Endpoints

Basics

To be able to work with this package properly, you first have to establish a connection to the SPARQL endpoint(s) you want extract desired the data from (except you just want to work with DBpedia, see Using Preconfigured Endpoints).

SPARQL endpoints are implemented as kgextension.sparql_helper.Endpoint objects.

Note

For all methods in this package that need to access an Endpoint, the default Endpoint is set to be the DBpedia endpoint. This means, that if you just want to work with the DBPedia endpoint, you don’t have to take care of configuring or selecting an endpoint and can just use this package directly.

Types of Endpoints

This package provides support for two kinds of Endpoints:

  • Remote Endpoints: Remote Endpoint allow you to work with classic hosted SPARQL endpoints.

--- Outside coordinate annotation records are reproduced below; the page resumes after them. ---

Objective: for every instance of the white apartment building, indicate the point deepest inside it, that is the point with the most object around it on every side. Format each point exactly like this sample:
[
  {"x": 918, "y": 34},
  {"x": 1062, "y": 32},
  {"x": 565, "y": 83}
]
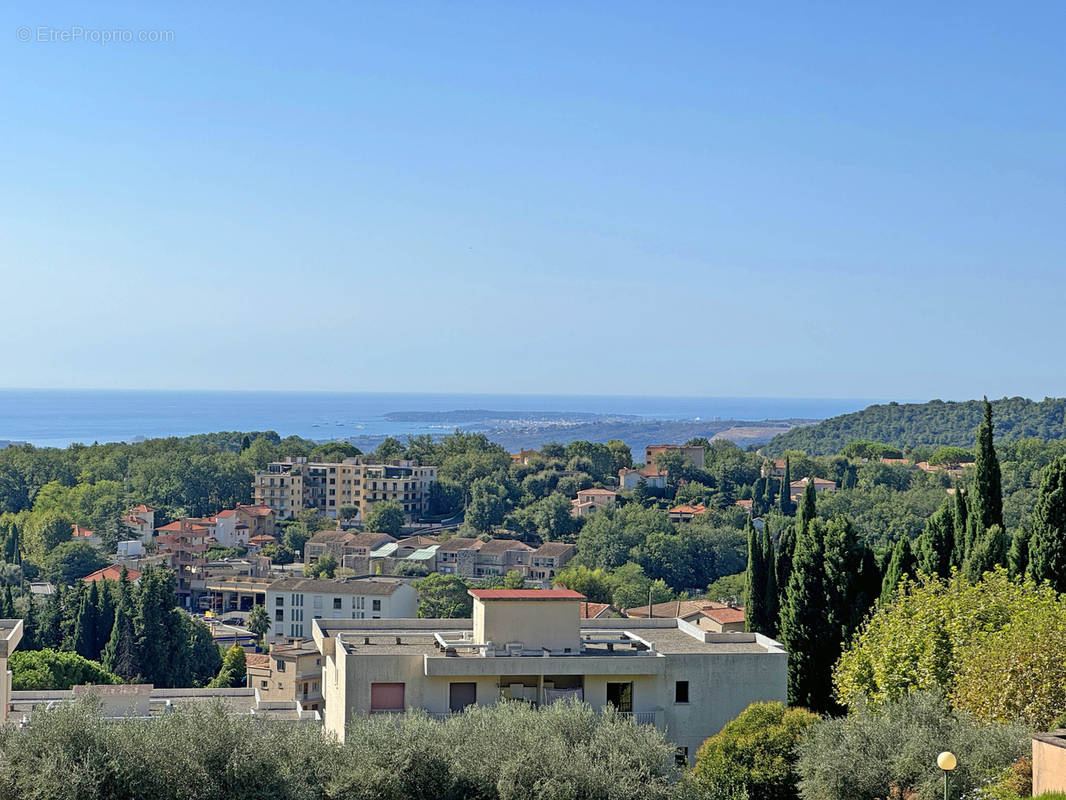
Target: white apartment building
[
  {"x": 294, "y": 603},
  {"x": 533, "y": 645}
]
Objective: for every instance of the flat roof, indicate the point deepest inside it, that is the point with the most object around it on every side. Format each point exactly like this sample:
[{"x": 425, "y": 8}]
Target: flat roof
[{"x": 538, "y": 594}]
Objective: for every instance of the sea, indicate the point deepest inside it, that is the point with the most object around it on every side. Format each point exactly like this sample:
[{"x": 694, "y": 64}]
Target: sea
[{"x": 60, "y": 417}]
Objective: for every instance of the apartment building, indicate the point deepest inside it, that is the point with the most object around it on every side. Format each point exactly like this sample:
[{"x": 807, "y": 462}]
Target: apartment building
[
  {"x": 291, "y": 671},
  {"x": 294, "y": 603},
  {"x": 694, "y": 453},
  {"x": 11, "y": 635},
  {"x": 184, "y": 543},
  {"x": 533, "y": 645},
  {"x": 296, "y": 484},
  {"x": 593, "y": 499}
]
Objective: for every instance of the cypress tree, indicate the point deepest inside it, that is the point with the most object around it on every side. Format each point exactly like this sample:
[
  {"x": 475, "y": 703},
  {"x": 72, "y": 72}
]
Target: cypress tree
[
  {"x": 755, "y": 584},
  {"x": 901, "y": 563},
  {"x": 772, "y": 601},
  {"x": 86, "y": 633},
  {"x": 960, "y": 525},
  {"x": 937, "y": 542},
  {"x": 120, "y": 655},
  {"x": 1017, "y": 560},
  {"x": 1047, "y": 550},
  {"x": 788, "y": 508},
  {"x": 105, "y": 613},
  {"x": 808, "y": 508},
  {"x": 806, "y": 630},
  {"x": 786, "y": 549},
  {"x": 986, "y": 497},
  {"x": 990, "y": 550}
]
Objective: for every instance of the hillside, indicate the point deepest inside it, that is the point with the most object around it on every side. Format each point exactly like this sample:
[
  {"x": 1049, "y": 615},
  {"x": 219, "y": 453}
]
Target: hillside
[{"x": 935, "y": 424}]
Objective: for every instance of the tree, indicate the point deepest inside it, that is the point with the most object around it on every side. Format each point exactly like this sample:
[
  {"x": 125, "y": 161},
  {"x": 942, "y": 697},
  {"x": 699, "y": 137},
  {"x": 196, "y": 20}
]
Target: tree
[
  {"x": 442, "y": 597},
  {"x": 901, "y": 563},
  {"x": 386, "y": 516},
  {"x": 1047, "y": 552},
  {"x": 785, "y": 498},
  {"x": 86, "y": 635},
  {"x": 937, "y": 543},
  {"x": 259, "y": 622},
  {"x": 810, "y": 641},
  {"x": 49, "y": 669},
  {"x": 755, "y": 586},
  {"x": 755, "y": 752},
  {"x": 889, "y": 751},
  {"x": 986, "y": 495},
  {"x": 68, "y": 561}
]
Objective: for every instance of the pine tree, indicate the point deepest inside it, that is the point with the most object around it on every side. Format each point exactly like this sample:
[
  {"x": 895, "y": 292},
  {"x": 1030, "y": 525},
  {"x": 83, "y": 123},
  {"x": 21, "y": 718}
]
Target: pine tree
[
  {"x": 960, "y": 524},
  {"x": 85, "y": 628},
  {"x": 786, "y": 549},
  {"x": 806, "y": 629},
  {"x": 771, "y": 592},
  {"x": 808, "y": 507},
  {"x": 120, "y": 654},
  {"x": 105, "y": 613},
  {"x": 755, "y": 584},
  {"x": 937, "y": 542},
  {"x": 901, "y": 563},
  {"x": 1047, "y": 550},
  {"x": 990, "y": 550},
  {"x": 1017, "y": 560},
  {"x": 788, "y": 508},
  {"x": 986, "y": 496}
]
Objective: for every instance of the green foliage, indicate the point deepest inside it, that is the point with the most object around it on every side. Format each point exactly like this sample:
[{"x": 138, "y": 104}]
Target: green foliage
[
  {"x": 386, "y": 516},
  {"x": 49, "y": 669},
  {"x": 756, "y": 752},
  {"x": 504, "y": 752},
  {"x": 443, "y": 596},
  {"x": 890, "y": 751},
  {"x": 934, "y": 424}
]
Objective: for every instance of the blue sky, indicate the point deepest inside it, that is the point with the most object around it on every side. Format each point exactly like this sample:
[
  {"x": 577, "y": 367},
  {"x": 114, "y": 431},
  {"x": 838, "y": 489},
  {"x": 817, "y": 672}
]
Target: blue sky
[{"x": 798, "y": 200}]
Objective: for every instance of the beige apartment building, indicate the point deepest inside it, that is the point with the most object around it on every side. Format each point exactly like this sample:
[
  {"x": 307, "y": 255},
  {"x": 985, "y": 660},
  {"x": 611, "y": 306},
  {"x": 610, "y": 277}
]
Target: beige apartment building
[
  {"x": 533, "y": 645},
  {"x": 296, "y": 484},
  {"x": 291, "y": 671}
]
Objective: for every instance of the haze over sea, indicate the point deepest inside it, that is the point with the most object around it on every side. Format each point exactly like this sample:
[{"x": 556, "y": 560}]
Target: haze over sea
[{"x": 59, "y": 417}]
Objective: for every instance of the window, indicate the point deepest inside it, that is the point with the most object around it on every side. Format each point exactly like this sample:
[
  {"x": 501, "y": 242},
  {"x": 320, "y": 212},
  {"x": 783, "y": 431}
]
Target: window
[{"x": 386, "y": 697}]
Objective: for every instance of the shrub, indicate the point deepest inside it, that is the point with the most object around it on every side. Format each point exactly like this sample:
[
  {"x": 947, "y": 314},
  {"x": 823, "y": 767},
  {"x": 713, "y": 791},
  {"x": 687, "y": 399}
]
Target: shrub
[{"x": 756, "y": 752}]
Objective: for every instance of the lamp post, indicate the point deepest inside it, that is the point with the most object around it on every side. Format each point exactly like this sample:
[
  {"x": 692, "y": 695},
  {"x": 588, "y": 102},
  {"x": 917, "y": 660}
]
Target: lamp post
[{"x": 947, "y": 762}]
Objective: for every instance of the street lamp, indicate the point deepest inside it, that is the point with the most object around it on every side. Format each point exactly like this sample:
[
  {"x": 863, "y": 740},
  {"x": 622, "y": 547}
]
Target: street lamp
[{"x": 947, "y": 762}]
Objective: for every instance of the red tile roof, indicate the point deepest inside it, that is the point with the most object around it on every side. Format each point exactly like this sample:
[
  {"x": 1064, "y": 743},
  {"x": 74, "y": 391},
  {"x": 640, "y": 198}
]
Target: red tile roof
[
  {"x": 484, "y": 594},
  {"x": 725, "y": 616},
  {"x": 111, "y": 572}
]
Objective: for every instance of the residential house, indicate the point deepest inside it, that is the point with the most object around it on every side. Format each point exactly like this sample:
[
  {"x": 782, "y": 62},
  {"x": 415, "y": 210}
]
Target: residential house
[
  {"x": 533, "y": 645},
  {"x": 547, "y": 560},
  {"x": 291, "y": 671},
  {"x": 630, "y": 479},
  {"x": 694, "y": 453},
  {"x": 141, "y": 523},
  {"x": 796, "y": 489},
  {"x": 593, "y": 499},
  {"x": 293, "y": 603},
  {"x": 685, "y": 513},
  {"x": 113, "y": 572}
]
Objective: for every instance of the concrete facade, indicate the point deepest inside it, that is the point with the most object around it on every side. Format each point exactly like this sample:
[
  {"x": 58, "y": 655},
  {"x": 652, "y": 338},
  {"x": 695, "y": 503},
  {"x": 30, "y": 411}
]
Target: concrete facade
[{"x": 666, "y": 672}]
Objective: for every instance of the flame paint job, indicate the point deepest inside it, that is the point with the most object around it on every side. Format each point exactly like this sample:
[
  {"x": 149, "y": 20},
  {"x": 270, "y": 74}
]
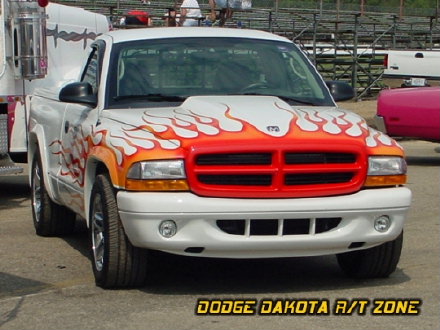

  • Local Endpoints: Local Endpoints allow you to work with local RDF files as if they were hosted SPARQL endpoints.

Connecting to an Endpoint

Using Preconfigured Endpoints

For user convenience the package comes with a selection of preconfigured SPARQL endpoints, that are “ready to use” out of the box. This collection currently includes:

These Endpoints can simply be imported when needed, as shown in the following example:

from kgextension.endpoints import DBpedia

The loaded Endpoint object can (with the exception of the WikiData Endpoint) then be directly passed to the applicable functions.

Warning

Wikidata requires a custom (!) HTTP User-Agent header for all requests! You can set it as follows:

from kgextension import __agent__
from kgextension.endpoints import WikiData

WikiData.agent = "CoolToolName/0.0 (https://example.org/cool-tool/; cool-tool@example.org) "+__agent__

Setup of own Endpoints

Remote Endpoints

To set up your own Remote Endpoint, you have to create an kgextension.sparql_helper.RemoteEndpoint object, as in the following example:

from kgextension.sparql_helper import RemoteEndpoint

DBpedia = RemoteEndpoint(url = "http://dbpedia.org/sparql", timeout=120, requests_per_min=100*60, retries=10, page_size=10000)

Note

Theoretically the only parameter needed to set up a RemoteEndpoint is the url parameter. However, it is important correctly set the remaining parameters, as they are needed for the automatic Query Limiting done by this package.

After the successful creation, the resulting RemoteEndpoint object can be passed to the applicable functions.

Local Endpoints

Local Endpoints use the serializers provided by the RDFLib package to parse the local RDF files. Therefore, multiple serialisation formats are supported (e.g. RDF/XML, N3 & Turtle). For more information regarding the supported formats, please reference the RDFlib documentation.

To set up your own Local Endpoint, you have to create an kgextension.sparql_helper.LocalEndpoint object, as in the following example:

from kgextension.sparql_helper import LocalEndpoint

Mondial = LocalEndpoint(file_path = "mondial-europe.rdf")

Mondial.initialize()

Note the additional initialization call of the initialize() method, which will load the provided data into local memory. As this can, depending on the size of the dataset, take quite some time and will potentially consume lots of memory, it is not performed automatically. After the initialization, the created LocalEndpoint object can then be passed to the applicable functions.

If you want to remove the data from your local memory, you can call the close() method.

Mondial.close()